Myoclonus in neuronal storage and Lafora diseases
- PMID: 3080854
Myoclonus in neuronal storage and Lafora diseases
Abstract
Genetic storage diseases with prominent myoclonus include classic infantile Tay-Sachs disease and juvenile neuropathic Gaucher's disease among the sphingolipidoses, most of the variants of the sialidoses and ceroid-lipofuscinoses, and Lafora disease. The character of the myoclonus differs from disease to disease and often changes as the disease runs its course.

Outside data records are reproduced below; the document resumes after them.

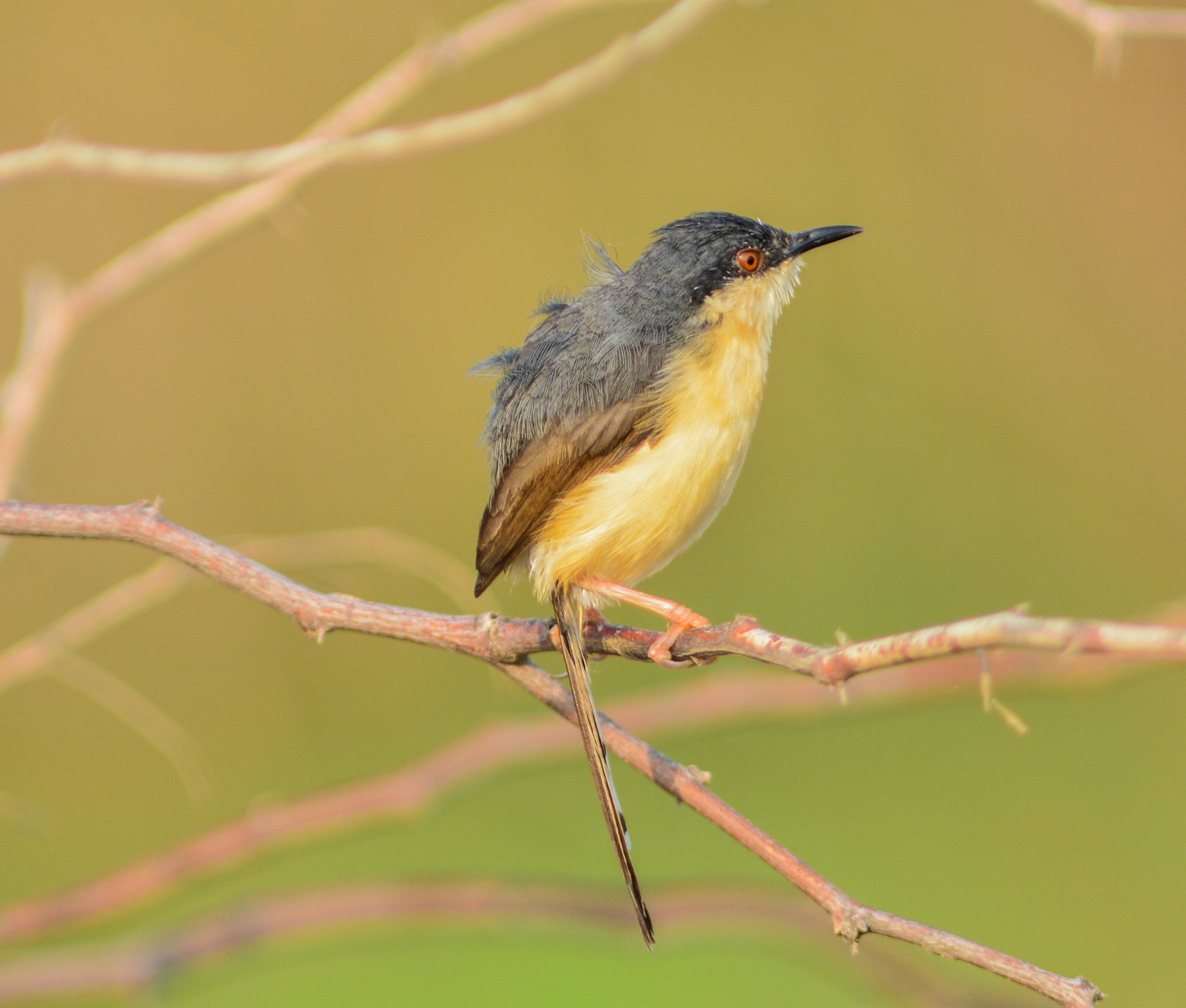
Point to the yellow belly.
(627, 523)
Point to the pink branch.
(501, 640)
(485, 637)
(56, 314)
(1110, 25)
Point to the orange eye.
(750, 260)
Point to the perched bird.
(620, 427)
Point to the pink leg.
(681, 617)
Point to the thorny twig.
(486, 638)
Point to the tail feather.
(570, 618)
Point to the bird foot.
(660, 651)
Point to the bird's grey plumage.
(588, 393)
(610, 344)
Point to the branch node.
(851, 926)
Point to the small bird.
(618, 431)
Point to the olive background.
(976, 404)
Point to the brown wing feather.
(545, 470)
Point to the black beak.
(806, 241)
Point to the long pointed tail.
(570, 620)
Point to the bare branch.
(495, 746)
(129, 967)
(53, 324)
(479, 637)
(1110, 25)
(501, 640)
(316, 153)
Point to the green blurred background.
(976, 404)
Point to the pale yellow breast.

For example, massive myoclonic jerks to sound with rapid habituation and a prolonged refractory period are characteristic of the early stages of Tay-Sachs disease; children with late infantile ceroid-lipofuscinosis are most sensitive to light flashes below 3 Hz, those with juvenile Gaucher's disease at 6 to 10 Hz, and those with Lafora disease at 15 to 20 Hz, whereas young adults with sialidosis are not sensitive to either light or sound but are highly sensitive to somatosensory stimulation and movement. Some patients with sialidosis were found to have two distinct types of myoclonus: (a) a stimulus-insensitive facial myoclonus without EEG correlate that persisted in slow-wave sleep and (b) stimulus-sensitive massive jerks associated with vertex positive EEG spikes on which sleep had the paradoxic effect of suppressing jerks while stimulating spikes. Systematic EEG and event-related potential studies, including backward averaging from jerks and detailed anatomic studies of postmortem specimens with modern histochemical techniques, may help illuminate these intriguing differences. New modalities are needed to treat the myoclonus of these diseases since it generally responds poorly to currently available pharmacologic agents.